The seniors commenced regular work under Capt. Cabot last Monday, but most of the men have been doing some work ever since the beginning of the term. The crew is at present constituted as follows: Bow, Sessions, 151 lbs.; 2, H. B. Cabot, 157 lbs.; 3, Codman, 158 lbs.; 4, Binney, 156 lbs.; 5, Baxter, 177 lbs.; 6, Hubbard, 175 lbs.; 7, E. T. Cabot (capt.), 183 lbs.; stroke, S. Coolidge, 158 lbs.; cox., S. P. Sanger. Average weight, 164 3/8 lbs. It will thus be seen that the crew is a heavy one, averaging three or four pounds heavier than last year. As they have but recently commenced to row as a crew, they have not yet become shaken together, so that there are several breaks in the time. They are at present doing the elementary work, rowing a few strokes by numbers, and then a few with stiff arms. They do not yet row the full stroke with the slide. The men seem to be well matched, and will make an evenly graded eight.

The names of the junior crew have been published in these columns within a few days, so that a repetition is unnecessary. The crew is somewhat lighter than last year, owing to the loss of Mumford, Woodward and Wesselhoeft; still the eight will average between 158 and 160 pounds. They are rowing with slides, and with a slow stroke - about 27 to the minute. As a general thing the form is excellent for this time of the year. The catch is firm and sharp, and the time in general is good, although there are one or two men who are apt to get tired, and break up the uniformity of the stroke. The slides are held very well, with a few exceptions. Seven's time is often poor, and bow has not yet settled into an easy motion.

The sophomores are at present rowing as follows: Bow, Mills, 145 lbs.; 2, Sutton, 158 lbs.; 3, Homans, 163 lbs.; 4, Bowen, 156 lbs.; 5, J. E. Thayer, 158; 6, Batten, 170 lbs.; 7, Storrow, (capt.) 163 lbs.; stroke, Keith, 161 lbs.; cox., Whiteside; substitutes, Hansen, 155 lbs., E. D. Marsh, 160 lbs.; average, 159 lbs. This crew is rowing at present with the slides, about 29 strokes per minute. The general appearance of the crew, looking "bows on" is very irregular, several of the men swinging out of line continually; furthermore only half of the crew get a decisive snap on the catch, two, three, four and six being deficient in this particular. The three stern men row well together, but in the bow the time is bad. Stroke pulls in excellent form, with an even motion and firm catch. Several of the men manage their shoulders badly and nearly all need coaching on the slides.

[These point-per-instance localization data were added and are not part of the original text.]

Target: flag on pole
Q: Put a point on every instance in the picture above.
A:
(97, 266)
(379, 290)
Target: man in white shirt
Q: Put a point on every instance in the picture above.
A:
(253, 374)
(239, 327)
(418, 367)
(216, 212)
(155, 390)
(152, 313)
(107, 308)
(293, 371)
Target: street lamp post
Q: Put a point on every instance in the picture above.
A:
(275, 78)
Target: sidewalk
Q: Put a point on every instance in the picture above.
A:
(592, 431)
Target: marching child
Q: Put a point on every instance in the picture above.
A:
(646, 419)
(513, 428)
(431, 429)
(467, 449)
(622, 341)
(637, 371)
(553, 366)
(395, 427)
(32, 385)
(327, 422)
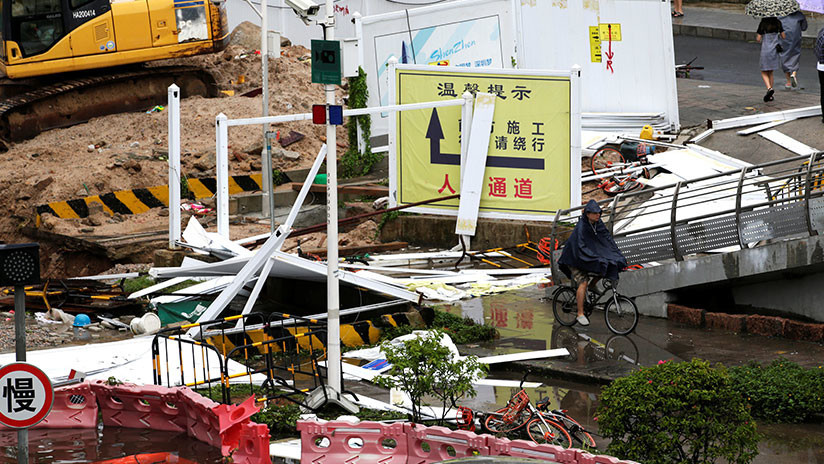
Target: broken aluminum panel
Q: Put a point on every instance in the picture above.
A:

The freshmen are rowing as follows: Bow, Upham, 138 lbs.; 2, Vogel, 154 lbs.; 3, Latham, 139 lbs.; 4, Hartley, 170 lbs.; 5, Barnes, 175 lbs.; 6, Borland, (capt.) 177 lbs.; 7, Hamlin, 176 lbs.; stroke, Harris, 157 lbs.; cox., C. F. Bigelow; average, 160 3/4 lbs. Ayer (154), the regular number three, is temporarily laid up. There are also four extra men who row in the evening - Delafield, Guild, Boyden and C. A. Brown. The crew have been on the slides about two weeks, rowing a rather fast stroke, about 31 or 32 to the minute. The crew has yet a somewhat ragged appearance caused by the men not swinging straight fore and aft. This, although simply a matter of appearance in the gymnasium, becomes very important in a narrow shell. There is a general tendency throughout the boat, and particularly so with number seven, and one or two others to hurry the recover and hang at the full reach. The time is good in the stern and waist, but poor in the bow. Number five has improved much in form, but gets a slow catch, and number two rows in a jerky manner. Numbers four, six and eight are especially noticeable for their general good form.